国のコンパクトシティ施策の第一号だった、青森市の失敗が盛んに取りざたされています。うまくいっていたかの感もある富山市も実態としては市民の賛同を得ていないようです。
これまでの歴史で、大戦による空襲とか大震災とかの特別な事情を除けば、日本の都市人口は常に増加を続けていました。人口増加は過密をもたらし、地価の高騰や生活環境の悪化をもたらします。このため、中心市街を離れて郊外で生活するする人が増えるという「ドーナツ化現象」がおこってきました。大型団地(ベッドタウン)の建設がすすみ、大型商業施設が自動車を利用する消費者を集めます。結果として、中心市街地が空洞化していきました。
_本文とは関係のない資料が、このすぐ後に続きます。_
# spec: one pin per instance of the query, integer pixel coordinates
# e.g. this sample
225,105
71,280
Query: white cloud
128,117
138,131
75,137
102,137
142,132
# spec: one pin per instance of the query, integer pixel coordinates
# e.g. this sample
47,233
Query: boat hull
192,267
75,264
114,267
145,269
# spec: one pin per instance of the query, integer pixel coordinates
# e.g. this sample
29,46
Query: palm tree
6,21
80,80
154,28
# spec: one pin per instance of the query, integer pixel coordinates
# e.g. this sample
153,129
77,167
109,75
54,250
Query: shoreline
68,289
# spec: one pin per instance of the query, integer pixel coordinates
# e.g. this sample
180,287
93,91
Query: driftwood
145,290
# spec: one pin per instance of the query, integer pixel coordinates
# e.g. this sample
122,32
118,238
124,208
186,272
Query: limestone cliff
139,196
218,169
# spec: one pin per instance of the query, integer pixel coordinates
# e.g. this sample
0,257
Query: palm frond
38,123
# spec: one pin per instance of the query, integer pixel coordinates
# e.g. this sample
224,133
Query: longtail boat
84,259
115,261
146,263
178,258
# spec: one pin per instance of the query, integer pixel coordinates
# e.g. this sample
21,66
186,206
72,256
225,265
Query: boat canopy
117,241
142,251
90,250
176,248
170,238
現在の日本は、これまで世界の歴史にはなかった「人口減少と超高齢化」という実験的な状況を迎えています。そこで、出てきたのがコンパクトシティという考え方です。
空洞化してしまった中心市街に、公共サービス・医療介護・商業ビジネスをコンパクトに集積させて、効率的で省エネルギーのシティをつくります。利便性は高まりますし、自動車に頼らない生活は安全・安心なうえに環境にもやさしい。更に、万一の災害なのでも共助が容易です。
良いことづくめに思えるコンパクトシティですが、どこもあまりうまくいっていません。もっとも、国の施策ですから、あたかも成功しているかのような評価が提出されてもいます。
中心市街地に大型商業施設を(補助金を使って)建設した場合は、過大な賃料を払えないテナントが続出して破たんしてしまいました。新たな交通網を設置して中心市街への流入を誘導しようとしても、郊外に住むことの利便性を高めるだけでした。
大型商業施設ではなく商店街の魅力を高めようとしても、古くから住んでいる住民の不利益を避けようとすれば中途半端なものしかできません。結果として、廃墟のなかにコミュニティ施設がポツンとできただけになります。
中心市街のマンションに住んで、郊外の仕事場に通うというのは、普通は考えにくいです。やはり生活コストが安くて、環境のよいところに住みたいと思います。